Este es un tomo raro de la serie creada por Pierre Seron en 1967 para la revista Spirou: en vez de una historia de 44 páginas (como las que leíamos serializadas en Fuera Borda) ofrece dos historias de 12 páginas y dos de 10 páginas, todas realizadas en la primera mitad de los ´70.
En realidad la serie es rara. Si no la agarrás desde el principio, Seron y Hao (quien colabora con él en los guiones) no te explican qué pasa, por qué estos tipos son chiquititos y viven en un mundo acorde a su tamaño. La transformación de Régis Renaud y sus vecinos en esta raza de mini-personas se ve en el Vol.1 y después, ya fue, ya se da por sentado que vos conocés la historia. Lo cual es muy loco, porque lo más fascinante, lo más impactante, que es ver cómo las personas cambian de tamaño y se adaptan a las nuevas dimensiones de todo lo que las rodea, sucede una sóla vez. Eso que en las aventuras de Atom pasaba siempre dos o tres veces (incluso en back-ups de 8 páginas) acá pasó una sóla vez en décadas y si te lo perdiste, no hay flashbacks ni recapitulaciones.
Lo que tenemos en este tomo son cuatro historias muy breves, muy concisas, con los autores acelerando a full para llegar a resolver las tramas en tan pocas páginas, lo cual se nota sobre todo en la segunda historia, la de los secuestradores de niños. La primera es la más equilibrada en cuanto a ritmo, pero no tiene un conflicto tan interesante. La tercera es la más humorística y menos aventurera, y la cuarta tiene la combinación perfecta entre chistes, peripecias, ingenio y peligro. Pero tiene 10 páginas, nomás, por eso está bastante atiborrada de viñetas y de texto.
Y de última, lo de las páginas de muchas viñetas no es un problema, porque este es un típico comic franco-belga apuntado al público infanto-juvenil. Las páginas de cuatro tiras de tres viñetas (a veces incluso cuatro) son un rasgo demasiado frecuente en este tipo de historietas como para que alguien se escandalice, y menos si pensamos que son trabajos que Seron realizó en los ´70 (antes de Los Centauros, a los que vimos allá por el 10/01/14). Así que esto está perfectamente dentro de los parámetros de lo que se veía en esa época y en ese tipo de publicaciones.
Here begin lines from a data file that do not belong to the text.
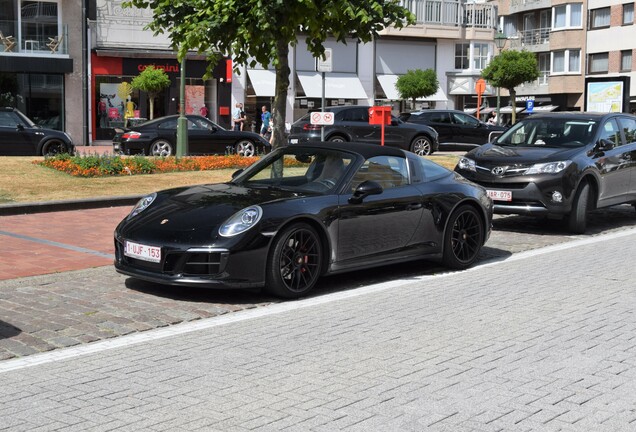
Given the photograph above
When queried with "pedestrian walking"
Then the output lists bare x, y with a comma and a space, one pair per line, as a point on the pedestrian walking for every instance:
266, 116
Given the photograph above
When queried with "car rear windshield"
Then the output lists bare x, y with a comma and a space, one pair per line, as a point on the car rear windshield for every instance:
550, 132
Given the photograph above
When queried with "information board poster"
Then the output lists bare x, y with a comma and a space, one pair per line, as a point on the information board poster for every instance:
607, 94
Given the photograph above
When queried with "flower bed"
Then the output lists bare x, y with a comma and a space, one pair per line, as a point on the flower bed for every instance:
109, 165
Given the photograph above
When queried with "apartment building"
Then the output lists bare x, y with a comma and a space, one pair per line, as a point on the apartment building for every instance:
63, 63
572, 41
452, 37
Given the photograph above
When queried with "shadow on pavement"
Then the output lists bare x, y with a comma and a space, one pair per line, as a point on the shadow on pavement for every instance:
7, 330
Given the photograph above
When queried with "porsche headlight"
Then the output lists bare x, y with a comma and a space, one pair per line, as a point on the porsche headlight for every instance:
241, 221
142, 205
548, 168
466, 164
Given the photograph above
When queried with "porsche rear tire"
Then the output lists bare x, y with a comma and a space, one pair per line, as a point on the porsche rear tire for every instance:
463, 238
422, 146
295, 262
245, 148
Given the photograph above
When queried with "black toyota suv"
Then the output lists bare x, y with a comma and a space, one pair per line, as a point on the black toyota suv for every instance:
457, 130
19, 136
558, 164
351, 123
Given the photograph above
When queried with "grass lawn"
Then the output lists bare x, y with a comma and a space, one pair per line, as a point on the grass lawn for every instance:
22, 181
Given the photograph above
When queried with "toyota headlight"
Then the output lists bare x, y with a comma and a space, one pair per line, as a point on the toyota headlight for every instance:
466, 164
241, 221
142, 205
548, 168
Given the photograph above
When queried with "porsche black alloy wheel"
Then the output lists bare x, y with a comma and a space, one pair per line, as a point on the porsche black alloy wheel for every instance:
295, 261
245, 148
53, 147
463, 238
161, 148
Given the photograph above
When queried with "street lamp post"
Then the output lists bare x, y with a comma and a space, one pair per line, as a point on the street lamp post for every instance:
182, 121
500, 42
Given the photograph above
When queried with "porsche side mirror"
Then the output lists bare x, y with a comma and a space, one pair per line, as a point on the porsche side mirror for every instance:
364, 189
604, 145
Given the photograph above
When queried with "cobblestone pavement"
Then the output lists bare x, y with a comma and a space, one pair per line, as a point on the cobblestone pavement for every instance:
542, 341
47, 312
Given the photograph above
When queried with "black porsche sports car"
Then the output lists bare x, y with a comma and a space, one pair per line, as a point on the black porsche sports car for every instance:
301, 212
158, 137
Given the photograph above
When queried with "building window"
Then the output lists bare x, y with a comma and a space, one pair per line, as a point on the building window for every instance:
599, 18
628, 13
626, 61
480, 55
461, 56
566, 16
566, 62
598, 63
544, 67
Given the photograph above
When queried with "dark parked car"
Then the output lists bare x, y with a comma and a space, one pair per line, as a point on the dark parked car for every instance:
457, 130
351, 123
19, 136
158, 137
561, 164
301, 212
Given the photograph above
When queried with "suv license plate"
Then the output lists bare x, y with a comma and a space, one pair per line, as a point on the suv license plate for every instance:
142, 252
500, 195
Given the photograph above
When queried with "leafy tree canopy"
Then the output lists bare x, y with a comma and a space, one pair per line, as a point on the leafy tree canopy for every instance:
417, 83
152, 81
254, 31
510, 69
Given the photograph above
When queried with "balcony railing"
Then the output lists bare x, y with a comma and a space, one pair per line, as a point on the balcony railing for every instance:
535, 36
456, 13
14, 42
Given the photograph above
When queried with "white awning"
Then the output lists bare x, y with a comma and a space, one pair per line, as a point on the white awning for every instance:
508, 110
263, 81
337, 85
542, 108
387, 82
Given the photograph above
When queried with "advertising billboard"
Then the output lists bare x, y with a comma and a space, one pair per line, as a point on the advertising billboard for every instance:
609, 94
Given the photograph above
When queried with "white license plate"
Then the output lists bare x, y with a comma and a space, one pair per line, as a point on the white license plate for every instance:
500, 195
142, 252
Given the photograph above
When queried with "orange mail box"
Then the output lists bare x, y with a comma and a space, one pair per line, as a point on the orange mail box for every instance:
380, 115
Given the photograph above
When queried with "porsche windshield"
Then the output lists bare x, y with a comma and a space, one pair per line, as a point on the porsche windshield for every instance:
549, 132
302, 170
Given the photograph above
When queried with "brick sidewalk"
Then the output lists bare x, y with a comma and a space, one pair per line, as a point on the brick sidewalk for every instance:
36, 244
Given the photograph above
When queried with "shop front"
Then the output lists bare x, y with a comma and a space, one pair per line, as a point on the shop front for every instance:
117, 105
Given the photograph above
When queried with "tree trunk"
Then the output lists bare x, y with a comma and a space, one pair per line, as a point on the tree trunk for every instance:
151, 104
279, 108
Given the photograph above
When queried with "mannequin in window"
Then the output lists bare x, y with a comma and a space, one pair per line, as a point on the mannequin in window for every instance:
130, 111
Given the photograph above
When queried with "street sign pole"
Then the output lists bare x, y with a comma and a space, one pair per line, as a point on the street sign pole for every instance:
322, 108
323, 65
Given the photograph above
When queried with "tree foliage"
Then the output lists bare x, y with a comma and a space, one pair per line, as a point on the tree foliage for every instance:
152, 81
417, 83
256, 32
510, 69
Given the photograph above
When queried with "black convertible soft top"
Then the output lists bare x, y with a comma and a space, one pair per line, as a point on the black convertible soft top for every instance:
365, 150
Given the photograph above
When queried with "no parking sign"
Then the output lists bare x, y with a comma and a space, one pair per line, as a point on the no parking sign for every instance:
321, 118
529, 106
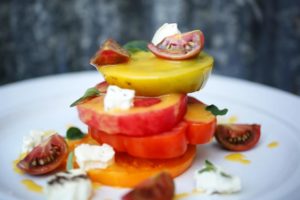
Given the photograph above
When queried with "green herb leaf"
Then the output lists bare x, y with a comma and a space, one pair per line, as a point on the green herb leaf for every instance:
74, 133
136, 46
225, 175
215, 110
70, 161
208, 167
89, 93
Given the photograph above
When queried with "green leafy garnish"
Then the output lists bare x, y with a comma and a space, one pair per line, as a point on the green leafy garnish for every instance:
225, 175
136, 46
208, 167
215, 110
74, 133
70, 161
89, 93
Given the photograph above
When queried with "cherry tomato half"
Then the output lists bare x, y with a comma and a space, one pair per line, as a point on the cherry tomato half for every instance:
238, 137
179, 46
46, 157
110, 53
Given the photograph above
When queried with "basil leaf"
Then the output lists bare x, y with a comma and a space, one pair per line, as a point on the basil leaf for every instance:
209, 164
215, 110
208, 167
70, 161
89, 93
225, 175
74, 133
136, 46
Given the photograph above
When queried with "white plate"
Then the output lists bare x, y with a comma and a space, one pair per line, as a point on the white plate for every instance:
272, 174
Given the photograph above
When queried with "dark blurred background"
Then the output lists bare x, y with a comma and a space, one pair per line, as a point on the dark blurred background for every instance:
257, 40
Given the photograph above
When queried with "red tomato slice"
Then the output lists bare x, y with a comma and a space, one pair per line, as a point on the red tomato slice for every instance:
179, 46
238, 137
169, 144
46, 157
159, 187
129, 171
201, 123
110, 53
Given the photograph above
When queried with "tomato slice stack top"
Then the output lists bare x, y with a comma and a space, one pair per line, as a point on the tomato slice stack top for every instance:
160, 131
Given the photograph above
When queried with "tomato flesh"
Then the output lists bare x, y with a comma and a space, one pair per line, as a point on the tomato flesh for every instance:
46, 157
129, 171
197, 127
201, 123
179, 46
169, 144
159, 187
110, 53
238, 137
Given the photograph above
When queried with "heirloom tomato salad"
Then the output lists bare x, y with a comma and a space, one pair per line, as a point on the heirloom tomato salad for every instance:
143, 126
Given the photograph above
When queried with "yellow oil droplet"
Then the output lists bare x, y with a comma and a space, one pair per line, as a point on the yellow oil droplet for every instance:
237, 157
15, 168
32, 186
232, 119
273, 144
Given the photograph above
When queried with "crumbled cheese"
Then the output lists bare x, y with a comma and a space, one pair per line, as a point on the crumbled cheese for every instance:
118, 98
164, 31
34, 138
71, 185
94, 156
216, 181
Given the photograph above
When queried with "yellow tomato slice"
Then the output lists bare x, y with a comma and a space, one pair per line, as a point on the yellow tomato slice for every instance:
152, 76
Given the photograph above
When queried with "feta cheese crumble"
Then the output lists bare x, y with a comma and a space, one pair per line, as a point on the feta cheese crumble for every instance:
212, 179
34, 138
118, 98
164, 31
70, 185
94, 156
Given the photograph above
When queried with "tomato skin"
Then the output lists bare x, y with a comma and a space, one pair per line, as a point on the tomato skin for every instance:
110, 53
130, 171
159, 187
148, 119
182, 49
200, 133
42, 151
166, 145
238, 137
201, 123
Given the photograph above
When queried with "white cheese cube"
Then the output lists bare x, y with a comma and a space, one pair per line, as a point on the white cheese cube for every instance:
94, 156
164, 31
35, 138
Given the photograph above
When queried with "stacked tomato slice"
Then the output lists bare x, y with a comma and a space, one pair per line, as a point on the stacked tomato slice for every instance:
155, 127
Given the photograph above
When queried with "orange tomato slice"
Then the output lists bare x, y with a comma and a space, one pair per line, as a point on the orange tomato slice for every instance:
129, 171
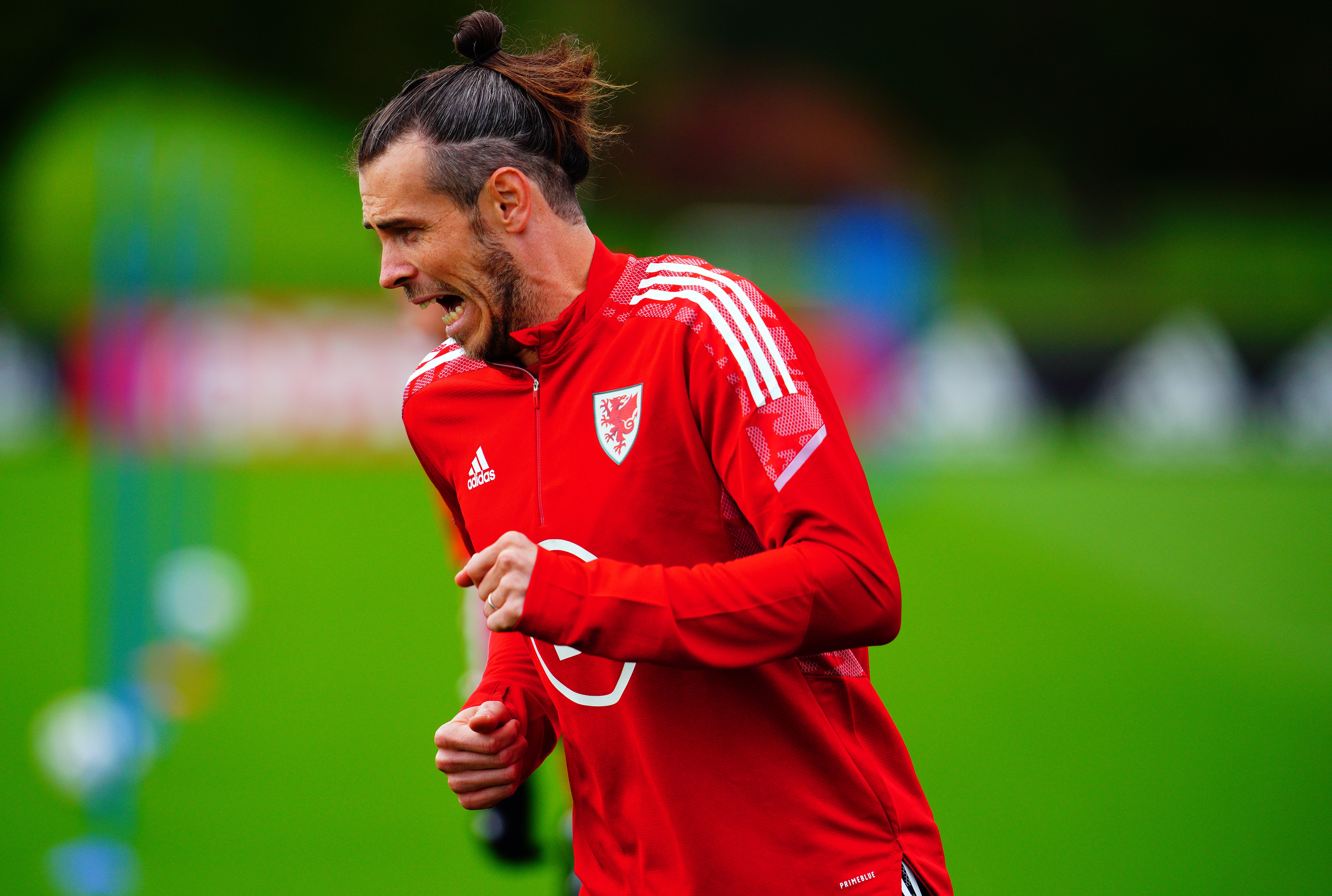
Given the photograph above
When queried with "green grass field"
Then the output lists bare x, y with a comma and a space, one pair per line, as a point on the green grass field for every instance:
1113, 681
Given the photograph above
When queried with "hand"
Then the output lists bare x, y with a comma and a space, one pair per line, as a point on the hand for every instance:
501, 574
481, 753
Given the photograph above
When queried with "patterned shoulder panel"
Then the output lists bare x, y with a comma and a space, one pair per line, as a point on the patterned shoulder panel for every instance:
751, 344
447, 360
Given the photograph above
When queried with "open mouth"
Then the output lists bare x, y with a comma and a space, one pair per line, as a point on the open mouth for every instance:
452, 307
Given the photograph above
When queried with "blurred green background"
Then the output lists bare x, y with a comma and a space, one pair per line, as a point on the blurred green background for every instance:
1110, 682
1116, 668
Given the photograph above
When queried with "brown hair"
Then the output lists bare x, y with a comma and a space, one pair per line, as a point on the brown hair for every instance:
533, 112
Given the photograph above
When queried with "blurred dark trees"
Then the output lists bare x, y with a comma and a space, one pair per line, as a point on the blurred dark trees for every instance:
1114, 95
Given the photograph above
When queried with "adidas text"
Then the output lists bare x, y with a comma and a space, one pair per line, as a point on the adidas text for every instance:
480, 473
481, 479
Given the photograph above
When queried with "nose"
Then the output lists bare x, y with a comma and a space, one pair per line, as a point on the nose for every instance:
395, 271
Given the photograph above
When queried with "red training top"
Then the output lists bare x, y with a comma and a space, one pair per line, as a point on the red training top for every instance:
710, 574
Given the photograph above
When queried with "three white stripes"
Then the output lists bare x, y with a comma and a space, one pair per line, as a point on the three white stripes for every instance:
436, 359
479, 464
727, 291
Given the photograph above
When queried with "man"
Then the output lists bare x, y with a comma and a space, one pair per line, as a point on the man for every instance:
669, 528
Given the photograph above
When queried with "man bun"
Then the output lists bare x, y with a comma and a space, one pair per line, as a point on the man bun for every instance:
479, 37
535, 111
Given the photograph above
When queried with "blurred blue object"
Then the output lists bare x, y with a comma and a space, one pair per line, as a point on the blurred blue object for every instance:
877, 259
94, 867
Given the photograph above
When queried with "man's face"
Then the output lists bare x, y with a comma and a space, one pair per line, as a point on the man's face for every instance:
440, 260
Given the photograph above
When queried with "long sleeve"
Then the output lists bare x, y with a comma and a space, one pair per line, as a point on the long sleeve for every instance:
512, 678
511, 675
824, 580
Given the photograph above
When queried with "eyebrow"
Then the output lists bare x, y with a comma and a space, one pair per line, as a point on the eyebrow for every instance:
387, 226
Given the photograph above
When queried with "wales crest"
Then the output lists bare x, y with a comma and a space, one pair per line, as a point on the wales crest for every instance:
617, 415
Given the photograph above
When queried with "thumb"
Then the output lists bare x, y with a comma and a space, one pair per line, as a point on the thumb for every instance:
491, 716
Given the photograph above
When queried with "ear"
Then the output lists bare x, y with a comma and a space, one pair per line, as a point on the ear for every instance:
507, 200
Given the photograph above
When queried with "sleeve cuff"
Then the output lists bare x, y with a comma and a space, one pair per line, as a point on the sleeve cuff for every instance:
552, 604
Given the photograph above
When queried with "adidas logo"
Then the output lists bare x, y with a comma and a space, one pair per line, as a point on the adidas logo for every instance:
480, 472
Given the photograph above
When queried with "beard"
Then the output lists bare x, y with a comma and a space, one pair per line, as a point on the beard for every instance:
513, 307
504, 291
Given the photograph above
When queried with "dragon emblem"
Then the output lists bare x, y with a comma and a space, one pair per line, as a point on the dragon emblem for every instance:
617, 415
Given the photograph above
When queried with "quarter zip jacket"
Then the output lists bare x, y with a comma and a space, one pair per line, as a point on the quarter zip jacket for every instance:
710, 572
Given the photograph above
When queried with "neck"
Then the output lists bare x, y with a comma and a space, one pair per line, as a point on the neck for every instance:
555, 258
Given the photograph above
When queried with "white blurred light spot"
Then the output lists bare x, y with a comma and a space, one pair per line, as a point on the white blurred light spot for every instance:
25, 391
1182, 388
970, 387
200, 594
1305, 392
86, 741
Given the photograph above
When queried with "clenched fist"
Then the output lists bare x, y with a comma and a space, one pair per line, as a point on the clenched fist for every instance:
481, 753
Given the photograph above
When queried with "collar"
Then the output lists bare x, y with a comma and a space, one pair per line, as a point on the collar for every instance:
555, 336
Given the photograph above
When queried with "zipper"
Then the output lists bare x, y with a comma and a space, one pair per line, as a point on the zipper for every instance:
536, 408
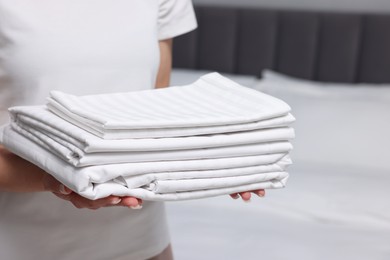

Quizás las sorpresas nos las dé el dibujo, que es realmente excelente. Por supuesto MUY tributario del de André Franquin (como casi todo el material infanto-juvenil que se publicó en Spirou hasta ya entrados los ´80), pero con un dinamismo, una expresividad y unas composiciones de viñetas realmente alucinantes. En un par de páginas, Seron debe recurrir a las flechas para ayudarnos a deducir el orden de lectura de dos o tres viñetas puestas de modo medio raro… pero me parece que ese recurso tiene que ver con que esto eran los ´70 y el público eran chicos muy jovencitos. Leído hoy por un adulto más o menos curtido en la narrativa gráfica, el orden de las viñetas está bastante claro y se podría haber prescindido de las flechitas, que tan feas quedan en las historietas. Me falta decir que, cuando la puesta en página y la cantidad de texto se lo permiten, Seron se manda unos fondos de la San Puta y que la rompe cuando dibuja autos, casas, barcos, aviones y las navecitas futuristas que usan los Hombrecitos para ir de un lado al otro.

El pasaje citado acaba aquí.